Ils marchèrent pendant des heures sans rencontrer d’obstacle. Tanis avait retrouvé son calme, heureux d’évoluer dans un univers où les horribles créatures ailées ne pourraient les poursuivre. Ici, il n’y avait pas de place pour le Mal, même si chacun apportait avec soi sa part ténébreuse, comme le prétendait Raistlin. Les ombres des arbres semblaient converger sur le mage, qui marchait seul, tête baissée. Le soleil déclinait, et la fraîcheur du soir commençait à se faire sentir. Il était temps de bivouaquer.

Tanis allait ordonner de faire halte pour la nuit quand le sentier déboucha sur une clairière, comme pour exaucer ses souhaits. L’eau claire d’une source bondissait entre les rochers, éclaboussant le sol tapissé d’une mousse veloutée qui invitait à s’asseoir.

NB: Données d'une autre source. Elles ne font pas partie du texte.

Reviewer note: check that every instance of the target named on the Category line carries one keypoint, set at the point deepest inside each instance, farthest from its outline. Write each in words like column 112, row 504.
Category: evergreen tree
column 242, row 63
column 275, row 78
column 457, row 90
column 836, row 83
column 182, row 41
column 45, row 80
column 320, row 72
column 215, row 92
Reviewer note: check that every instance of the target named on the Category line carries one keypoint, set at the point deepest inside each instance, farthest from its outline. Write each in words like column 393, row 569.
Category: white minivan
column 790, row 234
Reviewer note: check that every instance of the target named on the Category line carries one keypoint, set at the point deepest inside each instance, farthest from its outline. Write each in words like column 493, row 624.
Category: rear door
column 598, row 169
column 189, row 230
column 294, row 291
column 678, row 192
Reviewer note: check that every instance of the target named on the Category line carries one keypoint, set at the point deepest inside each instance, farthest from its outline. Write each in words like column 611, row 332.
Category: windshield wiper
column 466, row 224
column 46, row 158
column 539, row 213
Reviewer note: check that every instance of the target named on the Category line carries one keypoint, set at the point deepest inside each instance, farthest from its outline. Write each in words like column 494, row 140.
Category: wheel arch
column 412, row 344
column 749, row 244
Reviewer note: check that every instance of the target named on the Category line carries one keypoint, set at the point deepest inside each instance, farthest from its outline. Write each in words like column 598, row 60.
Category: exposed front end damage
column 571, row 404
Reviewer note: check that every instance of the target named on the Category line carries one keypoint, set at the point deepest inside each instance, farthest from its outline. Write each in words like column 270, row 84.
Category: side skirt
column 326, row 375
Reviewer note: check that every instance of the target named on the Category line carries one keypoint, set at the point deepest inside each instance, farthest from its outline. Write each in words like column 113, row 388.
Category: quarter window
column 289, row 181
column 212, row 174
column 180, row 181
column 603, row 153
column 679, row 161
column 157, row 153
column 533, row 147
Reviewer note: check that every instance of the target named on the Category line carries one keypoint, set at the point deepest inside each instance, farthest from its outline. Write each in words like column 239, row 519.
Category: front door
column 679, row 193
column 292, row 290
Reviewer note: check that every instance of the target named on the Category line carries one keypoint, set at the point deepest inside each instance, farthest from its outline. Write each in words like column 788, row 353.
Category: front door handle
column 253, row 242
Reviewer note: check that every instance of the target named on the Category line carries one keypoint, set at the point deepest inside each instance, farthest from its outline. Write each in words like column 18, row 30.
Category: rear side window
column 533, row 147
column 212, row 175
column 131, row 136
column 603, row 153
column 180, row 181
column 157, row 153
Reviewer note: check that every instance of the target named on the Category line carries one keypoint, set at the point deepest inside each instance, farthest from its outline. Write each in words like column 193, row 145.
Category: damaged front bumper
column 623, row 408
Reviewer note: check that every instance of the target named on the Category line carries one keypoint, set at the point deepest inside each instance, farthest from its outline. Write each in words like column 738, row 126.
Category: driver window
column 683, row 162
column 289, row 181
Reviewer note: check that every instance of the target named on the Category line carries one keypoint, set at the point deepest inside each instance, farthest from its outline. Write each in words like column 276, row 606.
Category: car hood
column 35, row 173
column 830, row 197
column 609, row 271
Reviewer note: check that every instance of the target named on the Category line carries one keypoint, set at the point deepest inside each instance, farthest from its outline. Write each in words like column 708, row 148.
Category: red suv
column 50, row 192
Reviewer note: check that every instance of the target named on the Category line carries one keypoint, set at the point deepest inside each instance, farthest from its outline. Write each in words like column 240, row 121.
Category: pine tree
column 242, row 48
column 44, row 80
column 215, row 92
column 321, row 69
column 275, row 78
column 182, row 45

— Ne vous éloignez pas du sentier ! lança Raistlin, qui voyait ses compagnons se diriger vers la clairière.

— Écoute, Raistlin, dit le demi-elfe avec une impatience contenue, tout se passera bien. Nous ne quittons pas le sentier, il est à dix pas. Viens, repose-toi… Nous sommes tous fatigués. Tiens, regarde…

Il déroula la carte de Tass.

— Je ne crois pas que nous nous trouvions dans le Bois des Ombres, car…

Raistlin détourna la tête et ne voulut rien savoir. Les autres ignorèrent sa recommandation et commencèrent à installer le camp. Sturm se laissa choir contre un arbre, et Tass partit ramasser du bois. À l’affût de gibier, Caramon suivait des yeux tout ce qui remuait dans l’ombre.

Le magicien les regardait, un sourire sardonique aux lèvres.

— Pauvres fous ! À la nuit tombée, vous verrez bien s’il s’agit du Bois des Ombres ou non. Comme vous dites, j’ai besoin de repos. Mais en aucun cas je ne quitterai le sentier.

— Allez, viens près de nous, dit Caramon. Nous allons faire du feu, et j’arriverai bien à tirer un lapin.

— Ne tuez rien !

Pour la première fois, le magicien avait élevé la voix. Chacun sursauta.

— Ne touchez à rien dans ce bois ! Ni plante, ni arbre, ni animal !

— Je suis d’accord avec Raistlin, approuva Tanis. Nous sommes obligés de passer la nuit ici, mais rien ne nous contraint à tirer du gibier.

— Toujours la même litanie ! Les elfes ne veulent jamais rien tuer. Le mage nous fiche une peur bleue, et toi, tu nous affames. Bref, j’espère que si quelqu’un nous attaque ce soir, il sera comestible !

Caramon poussa un grand soupir et tenta de calmer sa faim en buvant l’eau de la source.